Poster Session II: Chronic lymphocytic leukemia and related disorders - Biology & translational research
Reversible protein phosphorylation is a dynamic process that regulates virtually all cellular events and is controlled by the opposed activity of protein kinases and protein phosphatases. Although strong emphasis has been placed on the hyperactivation of protein kinases in the onset and progression of human disease, especially cancer, accumulating evidence suggests that abnormal signaling also results from impaired expression or activity of phosphatases. In Large Granular Lymphocyte (LGL) leukemia (LGLL), a rare lymphoproliferative disorder chatracterized by clonal expansion of either cytotoxic T lymphocytes (T-LGLL) or natural killer cells (chronic lymphoproliferative disorder of NK cells, NK-CLPD), constitutive activation of phosphorylation-regulated survival pathways, JAK2/STAT3, PI3K/Akt, and NF-κB pathways among others, has been found to account for the molecular mechanisms sustaining monoclonal cell proliferation and resistance to apoptosis. Interestingly, since several factors participating in such pathways are known to be substrates for protein phosphatases, namely the tyrosine phosphatase SHP-1 and the serine/threonine phosphatase PP2A under normal conditions, it is conceivable that their possible alterations and consequent inability to disrupt hyperactive pathways play a role in LGLL pathogenesis.

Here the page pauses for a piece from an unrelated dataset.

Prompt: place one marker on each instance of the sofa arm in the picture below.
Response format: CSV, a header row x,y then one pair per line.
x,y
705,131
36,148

In this study, we assessed the ability of small molecules activating SHP-1 and PP2A to abrogate the survival pathways in LGLs by counteracting aberrant signals generated by constitutively activated protein kinases.

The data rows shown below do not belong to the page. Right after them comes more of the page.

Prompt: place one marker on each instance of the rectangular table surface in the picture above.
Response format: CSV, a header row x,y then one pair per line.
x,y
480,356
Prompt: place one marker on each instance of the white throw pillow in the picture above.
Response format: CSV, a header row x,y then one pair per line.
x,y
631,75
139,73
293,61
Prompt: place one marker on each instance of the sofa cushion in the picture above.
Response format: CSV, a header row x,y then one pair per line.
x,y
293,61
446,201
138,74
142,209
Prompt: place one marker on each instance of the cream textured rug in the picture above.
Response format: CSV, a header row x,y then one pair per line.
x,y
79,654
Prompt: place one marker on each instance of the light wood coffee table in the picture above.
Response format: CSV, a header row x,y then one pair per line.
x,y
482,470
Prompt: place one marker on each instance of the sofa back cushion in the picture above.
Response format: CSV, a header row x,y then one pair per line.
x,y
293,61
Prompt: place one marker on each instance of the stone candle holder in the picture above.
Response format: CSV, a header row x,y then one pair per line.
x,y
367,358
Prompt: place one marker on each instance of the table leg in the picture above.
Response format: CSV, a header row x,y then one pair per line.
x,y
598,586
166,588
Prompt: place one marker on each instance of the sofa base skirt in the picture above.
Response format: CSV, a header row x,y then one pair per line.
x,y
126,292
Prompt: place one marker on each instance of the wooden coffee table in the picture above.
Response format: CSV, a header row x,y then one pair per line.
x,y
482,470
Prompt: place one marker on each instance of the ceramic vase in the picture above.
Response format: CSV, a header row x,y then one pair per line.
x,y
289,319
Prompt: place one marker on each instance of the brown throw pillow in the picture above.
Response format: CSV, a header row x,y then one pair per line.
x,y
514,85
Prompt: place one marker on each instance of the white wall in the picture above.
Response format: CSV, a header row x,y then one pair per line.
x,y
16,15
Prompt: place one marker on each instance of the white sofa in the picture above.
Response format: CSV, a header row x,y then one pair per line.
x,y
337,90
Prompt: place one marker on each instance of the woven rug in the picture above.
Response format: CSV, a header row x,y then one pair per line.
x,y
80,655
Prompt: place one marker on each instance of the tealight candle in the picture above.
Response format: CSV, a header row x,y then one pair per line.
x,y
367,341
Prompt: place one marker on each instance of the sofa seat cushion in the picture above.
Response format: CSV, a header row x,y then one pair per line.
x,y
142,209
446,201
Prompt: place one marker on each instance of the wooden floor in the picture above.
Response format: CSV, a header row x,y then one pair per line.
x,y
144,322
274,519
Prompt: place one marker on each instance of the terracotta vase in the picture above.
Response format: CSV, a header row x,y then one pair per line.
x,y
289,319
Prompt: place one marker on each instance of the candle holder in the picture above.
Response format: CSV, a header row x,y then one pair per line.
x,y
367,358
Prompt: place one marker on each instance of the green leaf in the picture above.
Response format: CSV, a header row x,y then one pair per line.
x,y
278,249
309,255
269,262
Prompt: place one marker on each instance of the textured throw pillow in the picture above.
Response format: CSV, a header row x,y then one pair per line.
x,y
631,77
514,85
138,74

Peripheral blood specimens were obtained from untreated patients with LGLL (both T-LGLL and NK-CLPD). Peripheral blood mononuclear cells (PBMCs) were obtained by Ficoll-Hypaque (Sigma Aldrich) gradient separation. LGLs were then separated from PBMCs by the immunomagnetic beads (Miltenyi Biotec). LGLs were incubated with SC-43, SHP-1 activator, or alternatively CC11, PP2A activator, at increasing concentrations and different time points. Subsequently, LGLs underwent annexin V-PI flow cytometry to assess the extent of apoptosis or were lysed to monitor the level of SHP-1 and PP2A activity. Moreover, the phosphorylation/activation status and the protein level of factors directly involved in the constitutively activated survival pathways of LGLs were evaluated by Western blot analysis.

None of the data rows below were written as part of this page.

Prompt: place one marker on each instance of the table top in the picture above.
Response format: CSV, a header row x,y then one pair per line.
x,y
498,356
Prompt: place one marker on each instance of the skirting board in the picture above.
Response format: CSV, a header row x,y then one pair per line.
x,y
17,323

Both SC-43 and CC11 proved effective at bringing a significant level of caspase-dependent apoptosis in the low micromolar range, also exhibiting a striking synergistic effect when used in combination. Moreover, both compounds selectively activated their target phosphatases, as demonstrated by proper in-vitro phosphatase assays. As to the signaling pathways affected by SC-43 via SHP-1 activation, the phosphorylation status of STAT3 was remarkably decreased, thereby negatively affecting the function of this transcription factor, as shown by the reduced expression of downstream target genes such as Mcl-1, Cyclin D and S1P5. In turn, CC11 caused dephosphorylation of factors taking part in PI3K/Akt and NF-kB pathways, including Akt itself and IKKbeta and IkB, respectively, confirming the role of PP2A as functional antagonist of survival pathways in patients' LGLs.
Taken together, our results support the newly emerging evidence that the drug-induced activation of SHP-1 and PP2A, already recognized as tumor suppressors in other tumor cells, may serve as a mechanism countering the aberrant pro-survival signals, thus opening up new prospects for treatment of LGLL.